#118: Cross the Streams (Twilight)

This was my second entry to Logic Showcase #49 on Puzzlers Club, “Twilight Sparkle”. Shortly before the deadline, I had a really cursed idea and wanted to see if I could apply the Twilight variant to a genre where the clues are normally not even part of the grid.

I’m really happy with how this turned out. It’s quite a tough puzzle but there are a bunch of really cool deductions throughout the solve. The rules might be a little confusing, but unshaded clues basically act the same regular Cross the Streams clues, and shaded clues apply to unshaded blocks of cells instead.

I was also wondering if this would work with Coral instead. It provides even stronger constraints on the shape of the shaded region, but the clues are unordered (which could give both more and less control). I might try that out eventually.
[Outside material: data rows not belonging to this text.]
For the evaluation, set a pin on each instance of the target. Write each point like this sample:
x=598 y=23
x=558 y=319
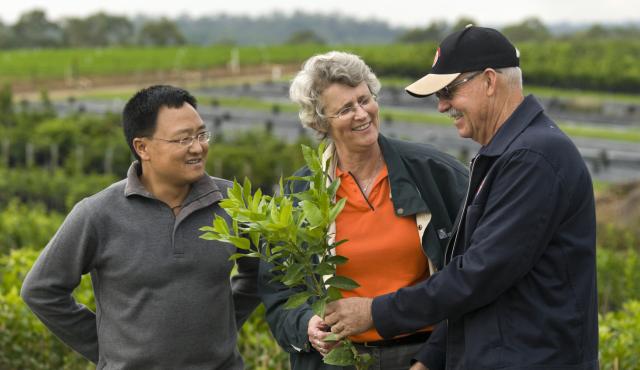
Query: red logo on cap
x=435 y=58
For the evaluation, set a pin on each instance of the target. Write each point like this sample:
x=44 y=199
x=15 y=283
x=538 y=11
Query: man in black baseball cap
x=518 y=290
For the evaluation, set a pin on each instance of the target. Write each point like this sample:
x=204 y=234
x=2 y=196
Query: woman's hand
x=317 y=331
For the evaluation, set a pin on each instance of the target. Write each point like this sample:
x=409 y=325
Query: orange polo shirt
x=383 y=249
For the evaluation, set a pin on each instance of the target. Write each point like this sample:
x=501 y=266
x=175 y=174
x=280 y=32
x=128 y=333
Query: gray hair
x=513 y=76
x=318 y=73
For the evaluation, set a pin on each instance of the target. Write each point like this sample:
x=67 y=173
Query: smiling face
x=170 y=163
x=467 y=105
x=357 y=127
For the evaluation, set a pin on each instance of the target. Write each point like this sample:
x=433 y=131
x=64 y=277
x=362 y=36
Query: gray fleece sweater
x=163 y=295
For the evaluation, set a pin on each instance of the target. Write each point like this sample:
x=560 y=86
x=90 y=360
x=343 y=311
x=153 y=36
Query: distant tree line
x=35 y=30
x=529 y=29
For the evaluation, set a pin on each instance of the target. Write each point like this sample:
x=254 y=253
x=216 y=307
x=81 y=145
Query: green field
x=590 y=65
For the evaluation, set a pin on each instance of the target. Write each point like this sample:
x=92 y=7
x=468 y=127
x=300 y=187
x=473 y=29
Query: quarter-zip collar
x=203 y=193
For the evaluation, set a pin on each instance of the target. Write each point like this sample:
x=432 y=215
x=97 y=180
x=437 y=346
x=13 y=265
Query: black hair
x=140 y=114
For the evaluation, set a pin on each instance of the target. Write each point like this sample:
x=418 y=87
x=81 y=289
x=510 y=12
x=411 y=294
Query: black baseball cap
x=472 y=49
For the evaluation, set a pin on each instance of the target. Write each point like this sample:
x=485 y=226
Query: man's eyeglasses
x=347 y=112
x=203 y=138
x=448 y=91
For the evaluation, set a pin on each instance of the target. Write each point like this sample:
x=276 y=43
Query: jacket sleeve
x=289 y=326
x=509 y=232
x=433 y=353
x=48 y=287
x=244 y=286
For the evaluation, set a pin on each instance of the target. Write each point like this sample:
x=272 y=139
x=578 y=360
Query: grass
x=398 y=115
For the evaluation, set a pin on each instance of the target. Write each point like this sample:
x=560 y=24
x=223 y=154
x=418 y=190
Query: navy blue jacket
x=519 y=287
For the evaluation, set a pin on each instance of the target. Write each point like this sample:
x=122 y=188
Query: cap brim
x=429 y=84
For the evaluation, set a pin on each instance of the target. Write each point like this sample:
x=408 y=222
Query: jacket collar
x=404 y=192
x=204 y=190
x=519 y=120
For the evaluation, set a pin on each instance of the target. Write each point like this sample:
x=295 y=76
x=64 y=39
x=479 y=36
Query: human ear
x=490 y=80
x=140 y=145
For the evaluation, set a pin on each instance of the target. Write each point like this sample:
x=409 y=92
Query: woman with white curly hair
x=402 y=199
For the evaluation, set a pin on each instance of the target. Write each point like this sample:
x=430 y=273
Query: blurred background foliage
x=35 y=197
x=48 y=162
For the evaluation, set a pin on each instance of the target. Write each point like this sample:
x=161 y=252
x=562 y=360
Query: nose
x=360 y=111
x=443 y=105
x=197 y=146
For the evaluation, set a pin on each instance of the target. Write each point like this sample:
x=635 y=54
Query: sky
x=409 y=13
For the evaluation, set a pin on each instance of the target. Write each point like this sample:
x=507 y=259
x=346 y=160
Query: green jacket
x=426 y=184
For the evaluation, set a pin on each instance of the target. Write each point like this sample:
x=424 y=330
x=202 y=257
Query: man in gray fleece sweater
x=164 y=299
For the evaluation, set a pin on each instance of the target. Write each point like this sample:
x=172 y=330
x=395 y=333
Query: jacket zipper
x=362 y=192
x=462 y=216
Rules: Shade some cells so that all shaded cells form one orthogonally connected area. No 2x2 region may be entirely shaded.

Clues represent the lengths of blocks of consecutive (un)shaded cells within the marked 10x10 area, in the corresponding row or column, in order. An unshaded clue represents a shaded block of cells, a shaded clue represents an unshaded block of cells. A question mark represents one block of an unknown number of cells. An asterisk represents any number of blocks of cells, including none at all.

For two consecutive non-asterisk clues which are both shaded (unshaded), their blocks are separated by exactly one block of (shaded) unshaded cells of unknown length. If the list of clues starts/ends with a shaded (unshaded) clue, there may or may not be one block of shaded (unshaded) cells before/after the block it clues.

Whether or not an asterisk clue is shaded gives no information and multiple consecutive asterisks are equivalent to a single asterisk.